Last month, the Railroad Commission found that there wasn’t enough evidence to tie an increase in methane contamination of private wells in Texas over the last few years to gas production in the region. The agency said it won’t investigate the case further, even though previous studies have suggested the methane contamination could be tied to oil and gas activity.
When a state agency releases findings like this — ones that appear to contradict previous studies on the same subject — it needs to make its staffers available to explain to the media how it came to its conclusion, Metzger said.
“It’s just bad government to not let members of the public and the media interview taxpayer-funded staff,” he said.
Metzger said Environment America will be launching a petition to try to get the Railroad Commission to reverse its policy.

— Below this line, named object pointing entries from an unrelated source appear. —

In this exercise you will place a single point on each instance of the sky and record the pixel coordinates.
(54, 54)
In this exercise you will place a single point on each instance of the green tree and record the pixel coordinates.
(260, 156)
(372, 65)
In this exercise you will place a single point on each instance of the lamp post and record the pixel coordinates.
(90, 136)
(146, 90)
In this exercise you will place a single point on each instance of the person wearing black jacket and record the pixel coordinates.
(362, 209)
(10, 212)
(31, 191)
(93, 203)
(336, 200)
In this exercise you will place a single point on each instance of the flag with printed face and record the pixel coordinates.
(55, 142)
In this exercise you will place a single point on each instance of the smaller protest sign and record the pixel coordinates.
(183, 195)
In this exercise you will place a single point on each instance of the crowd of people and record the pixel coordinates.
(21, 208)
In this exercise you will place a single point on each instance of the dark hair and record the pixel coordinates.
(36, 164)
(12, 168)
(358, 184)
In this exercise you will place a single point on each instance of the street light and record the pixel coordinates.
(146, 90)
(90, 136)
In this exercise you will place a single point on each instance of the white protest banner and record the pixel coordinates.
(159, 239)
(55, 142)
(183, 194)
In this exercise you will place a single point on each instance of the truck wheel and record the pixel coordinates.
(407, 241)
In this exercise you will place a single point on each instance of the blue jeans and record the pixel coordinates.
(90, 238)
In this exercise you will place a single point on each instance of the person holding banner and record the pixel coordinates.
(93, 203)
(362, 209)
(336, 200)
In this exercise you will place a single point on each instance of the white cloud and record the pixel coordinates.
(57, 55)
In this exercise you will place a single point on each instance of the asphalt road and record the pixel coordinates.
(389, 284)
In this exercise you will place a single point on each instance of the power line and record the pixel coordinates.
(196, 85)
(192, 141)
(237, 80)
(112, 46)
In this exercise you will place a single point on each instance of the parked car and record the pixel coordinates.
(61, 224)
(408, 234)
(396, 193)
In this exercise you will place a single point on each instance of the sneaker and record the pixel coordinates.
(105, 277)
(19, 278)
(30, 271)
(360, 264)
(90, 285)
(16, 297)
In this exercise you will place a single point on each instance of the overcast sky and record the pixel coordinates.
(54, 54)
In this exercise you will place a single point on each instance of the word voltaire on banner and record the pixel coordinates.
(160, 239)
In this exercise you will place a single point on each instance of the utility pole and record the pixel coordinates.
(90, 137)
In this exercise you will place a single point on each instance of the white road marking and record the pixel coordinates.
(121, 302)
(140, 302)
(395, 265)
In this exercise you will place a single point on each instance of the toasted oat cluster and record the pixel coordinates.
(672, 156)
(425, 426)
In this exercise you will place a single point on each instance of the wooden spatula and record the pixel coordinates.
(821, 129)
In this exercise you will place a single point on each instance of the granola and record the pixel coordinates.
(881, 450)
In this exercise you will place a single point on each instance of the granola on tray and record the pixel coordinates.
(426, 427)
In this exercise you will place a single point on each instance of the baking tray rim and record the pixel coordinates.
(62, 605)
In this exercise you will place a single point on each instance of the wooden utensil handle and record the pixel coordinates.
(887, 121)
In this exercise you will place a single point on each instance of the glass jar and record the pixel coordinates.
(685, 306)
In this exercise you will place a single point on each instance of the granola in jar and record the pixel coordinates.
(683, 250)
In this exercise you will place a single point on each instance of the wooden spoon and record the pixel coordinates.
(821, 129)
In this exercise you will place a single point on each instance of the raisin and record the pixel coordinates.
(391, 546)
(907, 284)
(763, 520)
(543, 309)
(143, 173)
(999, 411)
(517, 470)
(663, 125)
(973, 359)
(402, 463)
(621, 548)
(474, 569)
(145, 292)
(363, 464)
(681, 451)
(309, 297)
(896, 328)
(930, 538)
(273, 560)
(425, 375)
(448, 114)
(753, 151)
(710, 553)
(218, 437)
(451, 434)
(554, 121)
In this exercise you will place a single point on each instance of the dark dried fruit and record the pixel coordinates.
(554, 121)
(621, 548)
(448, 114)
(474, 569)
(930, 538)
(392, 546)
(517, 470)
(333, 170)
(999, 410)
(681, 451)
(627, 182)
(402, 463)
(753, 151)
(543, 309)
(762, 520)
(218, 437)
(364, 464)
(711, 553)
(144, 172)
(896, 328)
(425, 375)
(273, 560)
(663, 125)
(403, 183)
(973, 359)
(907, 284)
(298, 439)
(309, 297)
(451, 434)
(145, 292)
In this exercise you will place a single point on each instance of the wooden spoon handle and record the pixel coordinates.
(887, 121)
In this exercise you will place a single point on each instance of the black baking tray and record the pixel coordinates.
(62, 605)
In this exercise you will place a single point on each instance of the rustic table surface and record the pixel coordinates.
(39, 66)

As energy development booms in Texas, the state has been in the spotlight in recent months for how little it knows about the environmental impact of its fracking and drilling boom. An eight-month investigation by InsideClimate News, the Center for Public Integrity, and the Weather Channel found in February that Texas is failing to adequately monitor the emissions from the Eagle Ford shale play, one of the most active drilling sites in the United States. According to the investigation, thousands of oil and gas facilities aren’t required to report their emissions data to the state, and instead are allowed to self-audit their emissions.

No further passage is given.